Casulo
Época do minimalismo, da coisa pequena,
invisível como a energia limpa, para ser mais moderno. Passei alguns minutos
observando, fascinado, o trajeto de uma formiga carregando uma enorme folha
verde. A rapidez com que ela realizava sua tarefa chamou minha atenção. Mas
vendo bem não era pressa, era destreza, organização. Segui seus passos, quase
sem breves paradas para contatos. Comentei com Selmas, que, em termos de
novidade, me contou do ninho da beija-flor visto numa plantinha do caqueiro no
alpendre. E brigava com outra em disputa pelo berçário.
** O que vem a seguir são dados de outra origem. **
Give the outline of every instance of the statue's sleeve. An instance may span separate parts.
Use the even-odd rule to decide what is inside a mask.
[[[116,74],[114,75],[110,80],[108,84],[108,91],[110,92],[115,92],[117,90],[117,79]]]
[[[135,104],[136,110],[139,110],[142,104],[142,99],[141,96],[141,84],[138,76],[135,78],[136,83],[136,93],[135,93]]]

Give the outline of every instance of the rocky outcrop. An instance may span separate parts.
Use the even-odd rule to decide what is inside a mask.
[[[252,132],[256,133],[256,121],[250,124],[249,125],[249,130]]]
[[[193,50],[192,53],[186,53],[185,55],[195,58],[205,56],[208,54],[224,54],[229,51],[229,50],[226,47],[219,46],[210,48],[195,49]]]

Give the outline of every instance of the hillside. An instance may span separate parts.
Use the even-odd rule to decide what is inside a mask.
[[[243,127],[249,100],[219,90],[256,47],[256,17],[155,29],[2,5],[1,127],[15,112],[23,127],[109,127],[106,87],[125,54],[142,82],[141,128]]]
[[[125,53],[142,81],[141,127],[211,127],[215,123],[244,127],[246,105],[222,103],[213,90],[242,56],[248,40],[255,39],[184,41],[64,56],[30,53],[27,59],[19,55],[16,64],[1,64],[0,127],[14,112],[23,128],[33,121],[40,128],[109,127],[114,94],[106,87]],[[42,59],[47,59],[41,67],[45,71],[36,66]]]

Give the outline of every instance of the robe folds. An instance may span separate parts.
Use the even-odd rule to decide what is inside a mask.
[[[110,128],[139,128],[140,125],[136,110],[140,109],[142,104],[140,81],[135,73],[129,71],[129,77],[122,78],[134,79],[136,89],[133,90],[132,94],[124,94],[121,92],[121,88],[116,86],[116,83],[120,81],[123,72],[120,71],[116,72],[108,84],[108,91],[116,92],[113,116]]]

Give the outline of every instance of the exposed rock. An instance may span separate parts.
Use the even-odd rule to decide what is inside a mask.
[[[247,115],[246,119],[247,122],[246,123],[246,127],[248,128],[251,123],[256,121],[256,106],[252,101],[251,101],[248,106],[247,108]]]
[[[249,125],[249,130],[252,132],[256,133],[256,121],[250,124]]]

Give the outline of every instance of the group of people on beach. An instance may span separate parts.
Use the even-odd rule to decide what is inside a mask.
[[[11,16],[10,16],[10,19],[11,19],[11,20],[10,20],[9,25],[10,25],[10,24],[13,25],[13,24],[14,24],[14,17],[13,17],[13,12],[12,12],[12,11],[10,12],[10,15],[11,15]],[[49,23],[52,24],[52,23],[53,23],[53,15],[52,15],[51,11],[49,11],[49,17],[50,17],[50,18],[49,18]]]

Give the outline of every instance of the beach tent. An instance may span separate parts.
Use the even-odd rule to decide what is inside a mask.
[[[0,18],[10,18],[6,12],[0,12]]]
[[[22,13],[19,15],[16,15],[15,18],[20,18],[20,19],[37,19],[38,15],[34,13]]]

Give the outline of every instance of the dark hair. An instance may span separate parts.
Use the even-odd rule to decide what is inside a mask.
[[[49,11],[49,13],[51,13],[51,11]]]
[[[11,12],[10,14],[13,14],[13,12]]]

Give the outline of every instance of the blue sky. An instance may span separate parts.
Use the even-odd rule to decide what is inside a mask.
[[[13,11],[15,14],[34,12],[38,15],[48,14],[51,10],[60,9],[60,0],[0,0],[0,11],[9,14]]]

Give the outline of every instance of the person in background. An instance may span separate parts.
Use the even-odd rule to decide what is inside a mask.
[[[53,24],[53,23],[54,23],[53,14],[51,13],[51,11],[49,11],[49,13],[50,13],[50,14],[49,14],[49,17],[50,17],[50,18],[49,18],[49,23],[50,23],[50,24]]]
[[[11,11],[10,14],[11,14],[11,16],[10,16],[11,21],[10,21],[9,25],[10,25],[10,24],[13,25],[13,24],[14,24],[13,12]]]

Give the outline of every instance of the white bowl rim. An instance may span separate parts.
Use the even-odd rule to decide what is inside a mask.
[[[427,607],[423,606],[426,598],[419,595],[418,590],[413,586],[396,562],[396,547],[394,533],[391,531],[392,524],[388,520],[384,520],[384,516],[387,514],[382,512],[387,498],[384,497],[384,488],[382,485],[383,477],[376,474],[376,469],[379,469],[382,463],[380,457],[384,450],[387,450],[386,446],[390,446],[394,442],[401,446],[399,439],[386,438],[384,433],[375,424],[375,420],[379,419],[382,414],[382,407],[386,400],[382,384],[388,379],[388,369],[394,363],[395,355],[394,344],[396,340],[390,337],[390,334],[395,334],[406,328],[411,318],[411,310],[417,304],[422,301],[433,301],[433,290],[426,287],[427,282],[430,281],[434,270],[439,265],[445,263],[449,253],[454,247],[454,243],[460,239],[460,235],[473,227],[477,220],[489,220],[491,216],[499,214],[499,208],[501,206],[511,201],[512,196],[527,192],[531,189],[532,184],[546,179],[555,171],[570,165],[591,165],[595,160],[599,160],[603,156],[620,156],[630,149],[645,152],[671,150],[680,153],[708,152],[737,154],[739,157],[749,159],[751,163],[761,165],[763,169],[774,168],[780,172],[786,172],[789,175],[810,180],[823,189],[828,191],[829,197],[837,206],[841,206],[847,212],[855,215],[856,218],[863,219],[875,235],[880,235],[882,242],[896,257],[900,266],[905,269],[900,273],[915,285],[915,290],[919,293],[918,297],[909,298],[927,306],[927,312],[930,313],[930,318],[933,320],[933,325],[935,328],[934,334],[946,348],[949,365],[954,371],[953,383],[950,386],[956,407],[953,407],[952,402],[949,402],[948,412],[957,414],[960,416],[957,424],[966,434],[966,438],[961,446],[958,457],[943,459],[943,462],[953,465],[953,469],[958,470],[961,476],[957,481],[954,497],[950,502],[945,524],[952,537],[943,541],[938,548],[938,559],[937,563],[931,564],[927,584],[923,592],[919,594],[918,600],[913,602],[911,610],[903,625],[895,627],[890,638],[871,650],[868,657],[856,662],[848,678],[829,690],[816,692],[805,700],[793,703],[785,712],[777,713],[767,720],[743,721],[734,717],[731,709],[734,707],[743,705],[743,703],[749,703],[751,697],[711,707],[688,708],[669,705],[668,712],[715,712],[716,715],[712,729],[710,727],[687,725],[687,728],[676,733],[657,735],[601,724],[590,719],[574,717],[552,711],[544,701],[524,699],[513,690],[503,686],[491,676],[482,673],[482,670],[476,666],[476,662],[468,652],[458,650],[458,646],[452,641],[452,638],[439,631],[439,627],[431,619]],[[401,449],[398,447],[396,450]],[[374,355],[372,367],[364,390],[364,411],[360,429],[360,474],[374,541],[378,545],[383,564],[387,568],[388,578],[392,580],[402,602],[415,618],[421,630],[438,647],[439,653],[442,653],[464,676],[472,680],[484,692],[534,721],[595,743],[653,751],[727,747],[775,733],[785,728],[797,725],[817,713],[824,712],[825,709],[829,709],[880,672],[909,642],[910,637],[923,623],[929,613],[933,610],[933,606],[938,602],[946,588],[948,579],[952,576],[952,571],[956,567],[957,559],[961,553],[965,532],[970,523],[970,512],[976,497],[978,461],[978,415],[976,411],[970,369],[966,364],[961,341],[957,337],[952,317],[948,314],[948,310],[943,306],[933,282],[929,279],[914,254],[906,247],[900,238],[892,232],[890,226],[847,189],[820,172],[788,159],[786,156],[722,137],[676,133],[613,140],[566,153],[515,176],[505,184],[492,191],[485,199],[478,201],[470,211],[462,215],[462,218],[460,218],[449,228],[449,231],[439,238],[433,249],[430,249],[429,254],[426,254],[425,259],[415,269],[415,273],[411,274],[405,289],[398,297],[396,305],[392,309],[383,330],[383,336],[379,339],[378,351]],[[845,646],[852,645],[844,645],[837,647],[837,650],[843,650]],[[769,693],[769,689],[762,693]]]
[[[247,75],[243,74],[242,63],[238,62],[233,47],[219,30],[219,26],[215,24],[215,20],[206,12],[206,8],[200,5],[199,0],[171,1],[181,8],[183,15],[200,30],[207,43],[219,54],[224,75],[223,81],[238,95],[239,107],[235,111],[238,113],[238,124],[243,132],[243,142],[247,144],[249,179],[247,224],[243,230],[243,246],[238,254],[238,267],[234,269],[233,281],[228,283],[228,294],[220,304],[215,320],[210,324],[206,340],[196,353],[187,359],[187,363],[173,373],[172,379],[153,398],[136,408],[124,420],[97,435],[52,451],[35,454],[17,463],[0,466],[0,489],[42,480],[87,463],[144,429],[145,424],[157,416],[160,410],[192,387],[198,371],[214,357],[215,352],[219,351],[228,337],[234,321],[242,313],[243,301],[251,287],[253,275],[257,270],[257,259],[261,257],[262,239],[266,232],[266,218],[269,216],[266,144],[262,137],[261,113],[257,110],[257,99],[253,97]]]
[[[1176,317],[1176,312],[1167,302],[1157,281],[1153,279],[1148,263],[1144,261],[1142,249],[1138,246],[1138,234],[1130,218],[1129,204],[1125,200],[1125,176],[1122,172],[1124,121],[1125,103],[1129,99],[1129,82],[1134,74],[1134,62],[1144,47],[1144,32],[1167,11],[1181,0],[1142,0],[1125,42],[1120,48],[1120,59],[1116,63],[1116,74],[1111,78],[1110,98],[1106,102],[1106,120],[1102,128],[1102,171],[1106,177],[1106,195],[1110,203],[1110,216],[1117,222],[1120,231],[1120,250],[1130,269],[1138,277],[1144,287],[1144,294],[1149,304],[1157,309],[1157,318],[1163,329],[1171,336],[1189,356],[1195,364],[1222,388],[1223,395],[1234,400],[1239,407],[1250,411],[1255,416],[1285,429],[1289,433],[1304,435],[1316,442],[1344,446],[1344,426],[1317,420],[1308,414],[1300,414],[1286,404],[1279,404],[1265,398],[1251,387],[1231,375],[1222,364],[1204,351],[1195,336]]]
Então, falei
também do meu amigo Heitor, um anfíbio que aparecia periodicamente, que a gente
já o considerava de casa e contava com nosso respeito, a exemplo dos felinos,
mais amestrados, dentro de nosso costume.
A gente guarda mais a casa de infância,
nosso casulo.
a porta se abre
e os felinos me
cercam
como se eu fosse o
responsável
pelo segredinho da
ração.
Heitor passava, imponente, exibindo
elegância. E sempre que ele aparecia, era festa, feriado internacional, por
nosso decreto. A vez era de agitação. Vinha tomar um banho, numa horinha de
mergulho no recipiente de água potável dos bichos, na entrada da cozinha. Em
seguida, trocava-se a água e "vida que segue” aos demais. Era necessário
aguardar que sua Excelência Heitor desocupasse a banheira improvisada.
Aprendendo a ser parceiros com eles,
levava-se a termo a vida.
- Claro. É isso – concordava Selmas.
Daí a observação do mundo das formigas.
De onde se buscavam exemplos para essa jornada de vida inteira. E essa harmonia
era divulgada por toda parte. Esse procedimento era colhido em pequenas porções
e apreciado como um bom vinho.
Fui chamado por Selmas, que estava com
a manicure no terraço, para ver uma delas, operária, carregando um pedaço de
sua cutícula, na maior, desfilando pela casa.
Embora eu protestasse e Selmas tentasse
agradá-lo, Tonico circulava entre os gatos sem se envolver diretamente na
trama. Porém, em um só gesto, o cachorro fez sumir o que tanto admirávamos: abocanhou a formiga e
sua carga. Fomos resilientes, mas agora estávamos vulneráveis.